A Deloitte tax partner, Robyn Walker, thinks it’s too early to jump to conclusions.

She said it’s not all “tax driven”, and there are perfectly legitimate reasons why someone’s income has plummeted, especially with Covid.

“When you’re a business owner, more often than not, you may be the person who pays last,” Walker said.

“I would hesitate to say that the decline in income for this population is necessarily due to a reaction to the introduction of the 39% tax rate, and potentially more to a reaction to the fact that Covid-19 has caused enormous disruption .”

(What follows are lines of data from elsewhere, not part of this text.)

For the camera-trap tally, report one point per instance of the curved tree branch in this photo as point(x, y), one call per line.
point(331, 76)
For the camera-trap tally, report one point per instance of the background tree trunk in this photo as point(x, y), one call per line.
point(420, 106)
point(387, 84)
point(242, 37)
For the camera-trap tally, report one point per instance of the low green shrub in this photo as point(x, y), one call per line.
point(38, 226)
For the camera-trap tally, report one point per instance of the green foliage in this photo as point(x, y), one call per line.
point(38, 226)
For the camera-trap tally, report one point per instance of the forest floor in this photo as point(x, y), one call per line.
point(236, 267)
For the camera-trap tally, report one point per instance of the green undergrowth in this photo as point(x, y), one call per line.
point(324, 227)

The IRD told government ministers – revenue, David Parker and finance, Grant Robertson – that any structuring that happened would have adverse effects.

“The perception of arbitrary results, such as when some taxpayers may structure themselves to avoid the 39% rate, will erode public confidence in the integrity of tax systems and the sense that all taxpayers are treated fairly.”

In 2020, IRD officials unsuccessfully recommended that the government also raise the tax rate for trustees to 39%.

“Integrity risks can be mitigated…by imposing a 39% rate on trustees’ income, since trusts are the primary vehicle that high-income taxpayers are most likely to use to divert income that would otherwise be taxed at their personal rate of 39%,” the officials wrote.

“An increase in tax rates will generally lead to more tax-induced structuring activity, as it becomes relatively more attractive for taxpayers to try to circumvent the 39% rate. This will likely lead to disputes with tax payers. taxpayers seeking to avoid the new rate and possibly courts.The Inland Revenue is already undertaking significant compliance activity to minimize avoidance and will expect the incentives created by higher taxes to create more pressures in this domain.

A spokesman for Revenue Minister David Parker said they were monitoring this closely.

“When we introduced the 39c rate, we always said that we would monitor the situation and the use of trusts, and act if necessary,” the statement said.

“That’s also why we’ve introduced powers to collect information from trustees to better understand trust behavior.

“Inland Revenue will manage its resources as it sees fit to act on the information and protect the integrity of the tax system.”

The government is consulting this month on ways to limit the avoidance of higher tax brackets using a corporate structure.

John Cuthbertson, the accountant, said they shouldn’t rush into a resulting decision.

“I think the last thing we really want or need here is some kind of knee-jerk reaction. We’ve already dramatically increased the compliance burden for everyone, and we want to be very careful that if they’re considering extend these integrity measures that they do not infringe on normal and routine business practices in New Zealand,” Cuthbertson said.

The IRD said it was keeping tabs on this.

“We continue to monitor trends and patterns, focusing on customers who had high incomes in the 2021 and/or 2020 tax years, as this is the population that can be motivated to change behavior at during the 2022 tax year to minimize their exposure to the 39% tax rate,” said Tony Morris, IRD’s Head of Client Segment.

“There are many other reasons why a client could have had a high income in 2020 or 2021 and a valid reason for their income to be lower in 2022, for example people who retired or were made redundant in 2020/ 21.

“Where we identify behavior that indicates a client has attempted to avoid the highest personal tax rate, we engage with those clients to understand the reasons for any changes in their income and/or income structure. their business.”